更怕,我对你最后一点念想,最后那点“他或许会回头”、“他心底还留着善念”的卑微希望,也被你这样,用一次次欺骗,一次次杀戮,一点点,消耗殆尽,最终,什么都不剩。
这些话,他没有说出口。
可他那双总是清澈见底的眼睛,此刻盛满了太过复杂沉重的情绪——是痛到极致的疲惫,是希望彻底熄灭后的绝望,是明知不可为而为之的悲凉,还有……一种让项羽心脏骤然紧缩的、深不见底的哀伤。

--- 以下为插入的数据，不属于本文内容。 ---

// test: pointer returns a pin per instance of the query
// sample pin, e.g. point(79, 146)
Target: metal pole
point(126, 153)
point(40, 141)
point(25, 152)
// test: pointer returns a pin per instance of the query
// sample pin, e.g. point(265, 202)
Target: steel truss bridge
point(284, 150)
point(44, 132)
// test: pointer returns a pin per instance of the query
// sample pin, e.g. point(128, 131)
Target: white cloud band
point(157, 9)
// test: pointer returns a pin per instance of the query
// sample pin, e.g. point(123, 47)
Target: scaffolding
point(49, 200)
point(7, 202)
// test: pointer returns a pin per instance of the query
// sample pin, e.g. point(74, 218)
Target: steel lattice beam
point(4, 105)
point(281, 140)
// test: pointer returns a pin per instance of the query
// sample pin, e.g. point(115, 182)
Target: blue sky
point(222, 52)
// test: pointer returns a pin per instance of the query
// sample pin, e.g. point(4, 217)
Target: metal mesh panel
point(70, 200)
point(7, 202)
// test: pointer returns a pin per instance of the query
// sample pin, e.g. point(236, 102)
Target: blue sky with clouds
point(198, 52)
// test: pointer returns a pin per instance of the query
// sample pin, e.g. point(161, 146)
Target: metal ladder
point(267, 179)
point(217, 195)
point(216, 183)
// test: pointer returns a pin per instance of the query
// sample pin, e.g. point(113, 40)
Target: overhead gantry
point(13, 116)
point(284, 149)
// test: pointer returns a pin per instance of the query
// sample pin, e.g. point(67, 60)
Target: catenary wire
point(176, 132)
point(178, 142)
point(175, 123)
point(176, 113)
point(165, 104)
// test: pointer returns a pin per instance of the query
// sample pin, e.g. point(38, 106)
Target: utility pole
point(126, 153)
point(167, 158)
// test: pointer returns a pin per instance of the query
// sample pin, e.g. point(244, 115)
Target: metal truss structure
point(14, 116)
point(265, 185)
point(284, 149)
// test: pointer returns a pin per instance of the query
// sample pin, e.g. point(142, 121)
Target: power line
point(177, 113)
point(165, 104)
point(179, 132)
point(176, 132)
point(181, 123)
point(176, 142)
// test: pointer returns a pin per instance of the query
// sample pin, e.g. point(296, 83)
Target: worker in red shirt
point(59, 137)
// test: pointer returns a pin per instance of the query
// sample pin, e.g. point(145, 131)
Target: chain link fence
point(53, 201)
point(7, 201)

项羽看着他苍白的脸,看着那双眼里第一次不再有光,不再有试图规劝的执拗,只剩下近乎死寂的平静与哀凉,心头猛地一紧,像是被一只无形的手狠狠攥住,透不过气。
他下意识地上前一步,伸出手,想去握楚千垂在身侧、冰冷僵硬的手。指尖触到那片冰凉,他心头那阵慌乱更甚。
“阿遥——”他唤道,声音里带上了自己都未察觉的急切,甚至是一丝几不可闻的恳求。他想说些什么,解释些什么,哪怕只是苍白的辩解。可话到嘴边,却发现所有的理由,在楚千此刻的眼神面前,都显得如此苍白无力,如此……可笑。
他握住了楚千的手。那手很凉,指尖甚至在微微颤抖,却没有丝毫回握的力道,只是任由他握着。
沉默。令人窒息的沉默,在两人之间蔓延。时间仿佛被拉得无限长,每一息都沉重得难以呼吸。窗外天色更暗了,乌云翻滚,隐隐传来闷雷的声响。
项庄立在阴影里,低垂着头,紧握的拳心里,指甲已深深掐进肉里。他看着那两只交握的手,看着楚千惨白平静的侧脸,看着项羽脸上那难得一见的、混杂着慌乱、无措和固执的复杂神色,只觉得胸口闷痛,几乎要喘不过气。
良久,久到项羽几乎要以为楚千不会再开口,久到他握着的那只手仿佛真的要冷透。
楚千终于,极其缓慢地,抬起了眼。
他看着项羽,目光很深,很静,像是穿透了此刻的僵持,看向了某个更遥远、更绝望的尽头。
“你错了。”
他开口,声音不再是那种虚浮的、将要消散的轻,而是带着一种认命般的坚定。
不是项羽预想中的责骂,不是痛心疾首的控诉,甚至不是失望透顶的诀别。
“但我陪着你。”楚千一字一句,清晰地说道,每个字都像用尽了全身力气,“我想把你拉回来。”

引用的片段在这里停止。